Consequences of Unicode order

Due to the fact that Unicode codes are not in alphabetical order, the standard Ruby sort gives the wrong order for Ukrainian words, especially for the letters "г", "е", "и", "и".

My solution: Ukrainian_sort - Ruby-gem for correct sorting of Ukrainian words

To avoid this problem in my personal projects, I created the ukrainian_sort library, which implements sorting according to the official Ukrainian alphabet. Made for use in his side projects.

She compares words letter by letter using her own order:

["g", "g", "e", "e", "y", "y", "i", "y", "y"]

demand 'ukrainian_sort'

words = ["gawa", "pear", "raccoon", "apple"]
sorted_words = UkrainianSort.sort(words)
puts sorted_words
# => ["pear", "gawa", "raccoon", "apple"]

And so sorts Ruby "out of the box":

words.sort
=> ["pear", "apple", "raccoon", "gava"]

Why does everything work "normally" in English?
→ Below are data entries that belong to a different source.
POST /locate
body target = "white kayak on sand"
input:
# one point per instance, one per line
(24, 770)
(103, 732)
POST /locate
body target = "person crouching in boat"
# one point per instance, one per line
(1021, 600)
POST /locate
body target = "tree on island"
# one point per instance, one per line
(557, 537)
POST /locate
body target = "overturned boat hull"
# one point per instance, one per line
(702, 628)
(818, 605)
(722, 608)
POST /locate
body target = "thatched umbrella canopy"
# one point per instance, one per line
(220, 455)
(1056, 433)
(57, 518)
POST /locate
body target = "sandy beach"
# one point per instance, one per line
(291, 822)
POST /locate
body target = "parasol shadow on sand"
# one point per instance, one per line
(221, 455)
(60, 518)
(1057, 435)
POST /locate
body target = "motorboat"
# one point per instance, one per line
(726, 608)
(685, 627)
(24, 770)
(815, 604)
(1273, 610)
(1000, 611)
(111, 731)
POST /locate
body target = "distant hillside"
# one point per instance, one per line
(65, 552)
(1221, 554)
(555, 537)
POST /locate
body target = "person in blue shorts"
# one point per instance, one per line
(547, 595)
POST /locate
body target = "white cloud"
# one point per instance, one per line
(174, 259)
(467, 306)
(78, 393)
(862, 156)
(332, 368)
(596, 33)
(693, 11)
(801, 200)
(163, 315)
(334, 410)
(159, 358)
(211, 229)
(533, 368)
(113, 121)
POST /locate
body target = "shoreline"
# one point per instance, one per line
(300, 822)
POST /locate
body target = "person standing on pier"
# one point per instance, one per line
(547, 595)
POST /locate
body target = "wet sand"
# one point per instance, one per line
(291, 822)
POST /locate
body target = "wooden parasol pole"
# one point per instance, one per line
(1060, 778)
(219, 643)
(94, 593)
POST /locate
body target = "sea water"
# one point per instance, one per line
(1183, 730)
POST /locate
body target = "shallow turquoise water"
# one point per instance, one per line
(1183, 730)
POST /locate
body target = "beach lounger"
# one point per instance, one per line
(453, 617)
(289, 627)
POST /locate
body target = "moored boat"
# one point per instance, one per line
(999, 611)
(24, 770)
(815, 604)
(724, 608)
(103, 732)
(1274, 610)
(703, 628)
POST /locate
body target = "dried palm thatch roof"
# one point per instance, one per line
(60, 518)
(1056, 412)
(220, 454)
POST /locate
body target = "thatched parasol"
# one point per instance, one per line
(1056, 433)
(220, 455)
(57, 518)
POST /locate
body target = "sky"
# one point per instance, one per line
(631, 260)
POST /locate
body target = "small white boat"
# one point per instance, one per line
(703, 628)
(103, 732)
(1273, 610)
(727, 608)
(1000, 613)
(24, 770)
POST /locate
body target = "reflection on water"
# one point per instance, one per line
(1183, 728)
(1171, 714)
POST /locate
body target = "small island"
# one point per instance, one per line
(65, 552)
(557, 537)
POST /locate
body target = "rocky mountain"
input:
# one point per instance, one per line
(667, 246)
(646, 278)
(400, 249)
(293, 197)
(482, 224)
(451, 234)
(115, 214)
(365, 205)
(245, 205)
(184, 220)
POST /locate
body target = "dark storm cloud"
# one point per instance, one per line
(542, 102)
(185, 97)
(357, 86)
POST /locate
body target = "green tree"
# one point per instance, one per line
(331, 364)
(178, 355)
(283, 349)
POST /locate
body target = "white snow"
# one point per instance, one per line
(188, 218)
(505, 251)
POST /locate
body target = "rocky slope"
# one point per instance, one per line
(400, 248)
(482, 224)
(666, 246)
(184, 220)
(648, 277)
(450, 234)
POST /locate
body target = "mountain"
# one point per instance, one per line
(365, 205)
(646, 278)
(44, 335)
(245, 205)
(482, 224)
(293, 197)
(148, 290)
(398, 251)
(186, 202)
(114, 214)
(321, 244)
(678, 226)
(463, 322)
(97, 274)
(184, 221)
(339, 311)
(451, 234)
The English alphabet — is a simple set of Latin letters A to Z in the continuous Unicode range (U+0041–U+005A for uppercase and U+0061–U+007A for lowercase letters). This means that the character order in Unicode matches the alphabetical order of the English language.

Therefore, the standard Ruby sorting (Array#sort or String#<=>), which compares characters by their Unicode codes, works correctly for English words.
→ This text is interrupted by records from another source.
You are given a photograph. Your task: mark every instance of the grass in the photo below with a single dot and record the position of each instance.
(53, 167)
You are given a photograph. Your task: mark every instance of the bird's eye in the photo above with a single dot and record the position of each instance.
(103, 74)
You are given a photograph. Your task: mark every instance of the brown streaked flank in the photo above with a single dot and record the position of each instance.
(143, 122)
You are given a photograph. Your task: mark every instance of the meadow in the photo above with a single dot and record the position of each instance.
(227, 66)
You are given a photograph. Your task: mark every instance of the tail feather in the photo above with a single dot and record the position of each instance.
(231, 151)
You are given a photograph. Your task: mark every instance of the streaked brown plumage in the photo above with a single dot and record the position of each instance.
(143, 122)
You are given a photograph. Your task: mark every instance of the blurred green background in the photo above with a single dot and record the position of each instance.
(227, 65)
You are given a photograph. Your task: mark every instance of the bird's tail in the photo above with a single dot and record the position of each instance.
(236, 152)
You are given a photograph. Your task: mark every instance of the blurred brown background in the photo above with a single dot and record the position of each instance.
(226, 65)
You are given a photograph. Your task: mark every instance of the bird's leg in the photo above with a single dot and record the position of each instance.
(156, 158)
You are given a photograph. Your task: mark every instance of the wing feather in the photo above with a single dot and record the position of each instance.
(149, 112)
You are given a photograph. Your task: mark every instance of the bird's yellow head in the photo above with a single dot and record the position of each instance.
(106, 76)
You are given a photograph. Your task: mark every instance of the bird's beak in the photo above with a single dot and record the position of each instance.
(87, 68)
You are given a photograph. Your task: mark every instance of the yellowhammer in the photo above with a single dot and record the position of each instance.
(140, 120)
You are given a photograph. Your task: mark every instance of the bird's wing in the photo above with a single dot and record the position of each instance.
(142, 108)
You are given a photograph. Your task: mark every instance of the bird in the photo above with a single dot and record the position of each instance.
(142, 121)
In what other languages is there a sorting problem?

The answer is simple - many have. Many other languages have more complex alphabets where the order of letters in Unicode does not correspond to linguistic order, for example:

German <TAG1> where ä, ö, ü, ß have a special order;
Swedish <TAG1> adds the letters å, ä, ö after z;
Czech, Slovak, Polish <TAG1> have diacritics that do not follow Unicode sequentially;
French, Spanish, Portuguese <TAG1> different sorting rules with apostrophes, tildes, accents.
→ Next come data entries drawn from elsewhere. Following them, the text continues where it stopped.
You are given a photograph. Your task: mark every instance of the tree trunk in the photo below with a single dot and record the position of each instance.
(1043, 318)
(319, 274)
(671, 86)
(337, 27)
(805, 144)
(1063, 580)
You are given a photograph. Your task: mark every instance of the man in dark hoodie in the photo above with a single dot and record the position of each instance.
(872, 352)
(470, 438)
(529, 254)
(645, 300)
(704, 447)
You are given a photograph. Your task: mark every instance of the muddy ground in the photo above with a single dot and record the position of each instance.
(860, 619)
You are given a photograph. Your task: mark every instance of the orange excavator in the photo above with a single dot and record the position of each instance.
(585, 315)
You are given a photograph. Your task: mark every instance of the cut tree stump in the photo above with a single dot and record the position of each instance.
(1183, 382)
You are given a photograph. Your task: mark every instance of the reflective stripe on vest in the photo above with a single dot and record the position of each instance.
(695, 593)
Difficulty of the question

Unicode sets universal symbol number, but does not define a linguistic sorting order. Correct sorting of languages often requires special — rules collation rules, which take into account:

Letter order,
Special symbols,
Accents
Whether to consider upper and lower case letters as the same,
Ligatures and other language features.

How is it usually solved?

Through localized sorters (for example, ICU — International Components for Unicode). But I could not find any solution for myself quickly.
Custom sorting libraries (gem's, packages).
Manual order determination for a specific language.

For English, the Unicode sequence of characters matches the alphabetical order, so sort works without problems. But for most other languages, linguistic sorting rules must be additionally taken into account, because Unicode — is only a code table, not a sorting algorithm.

ukrainian_sort (GitHub /RubyGems) is one of the first gemmies I downloaded publicly. I usually make private repositories with solutions for myself. So you can safely do Issues and Pull-requests. Most likely, there is still something to fix.

This post doesn't have any additions from the author yet.